Friday, December 16, 2011

Understanding the Great Recession

Here is a short summary of a proposed explanation of the current economic collapse. This is a bit from a post by UC Berkeley economist Brad DeLong:
As I understand the Greenwald-Stiglitz hypothesis--about the Great Depression as applied to agriculture and about today as applied to manufacturing--it goes like this:
  1. Rapid technological progress in a very large economic sector (agriculture then, manufacturing now) leads to oversupply and steep declines in the sector's prices. Poorer producers have less income. They come under pressure to cut back their spending. Others--consumers--are now richer because they are paying less for their food (or their manufactures), but their propensity to spend is lower than that of the stressed farmers or ex-manufacturing workers.

  2. Moreover, the oversupply of agricultural commodities (or manufactured goods) means that only an idiot would invest at their normal pace in those sectors. To the shortfall in consumption spending is added a shortfall in investment spending as well.
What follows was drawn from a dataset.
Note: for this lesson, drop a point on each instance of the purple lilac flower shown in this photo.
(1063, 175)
  3. Thus we have systematic pressures pushing spending down below economy-wide income. These aren't going to go away until the declining sector (agriculture then, manufacturing now) is no longer large enough to be macroeconomically significant.
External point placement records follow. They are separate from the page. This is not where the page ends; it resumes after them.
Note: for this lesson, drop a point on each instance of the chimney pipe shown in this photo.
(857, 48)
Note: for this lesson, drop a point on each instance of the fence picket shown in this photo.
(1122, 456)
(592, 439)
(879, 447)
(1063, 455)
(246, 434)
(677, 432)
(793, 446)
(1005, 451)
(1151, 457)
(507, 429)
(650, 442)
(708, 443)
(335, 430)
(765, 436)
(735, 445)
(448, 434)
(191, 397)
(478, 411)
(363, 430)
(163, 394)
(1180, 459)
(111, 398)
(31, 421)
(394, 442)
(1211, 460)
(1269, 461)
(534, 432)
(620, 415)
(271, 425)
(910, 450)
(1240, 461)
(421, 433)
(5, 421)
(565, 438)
  4. Macroeconomic balance requires that the economy generate offsetting pressures pushing spending up. What might they be?

  5. For a while, those receiving the income that farmers (or ex-manufacturing workers) have lost and those who use to invest in the declining sectors can lend it to the farmers (or ex-manufacturing workers) so that they can keep up with the Joneses. But lending more and more to poorer and poorer debtors is, like lawn darts, only all fun-and-games until somebody loses an eye.

  6. An alternative possibility is to switch investment away from the farm value-chain complex (or the manufacturing value-chain complex) to something else. But what? Nobody really knows. The future is uncertain. Other investments are clearly riskier then funneling money into the old channels of boosting the capital of the farm value-chain complex (or the manufacturing value-chain complex) had been. Given the extra risks, this pressure can only manifest itself if the cost of capital falls. But here we hit the zero lower bound on interest rates. And we are off to the secular liquidity-trap races. This won't work either.

A very readable presentation of the thesis is in a Vanity Fair article by Nobel prize-winning economist Joseph Stiglitz.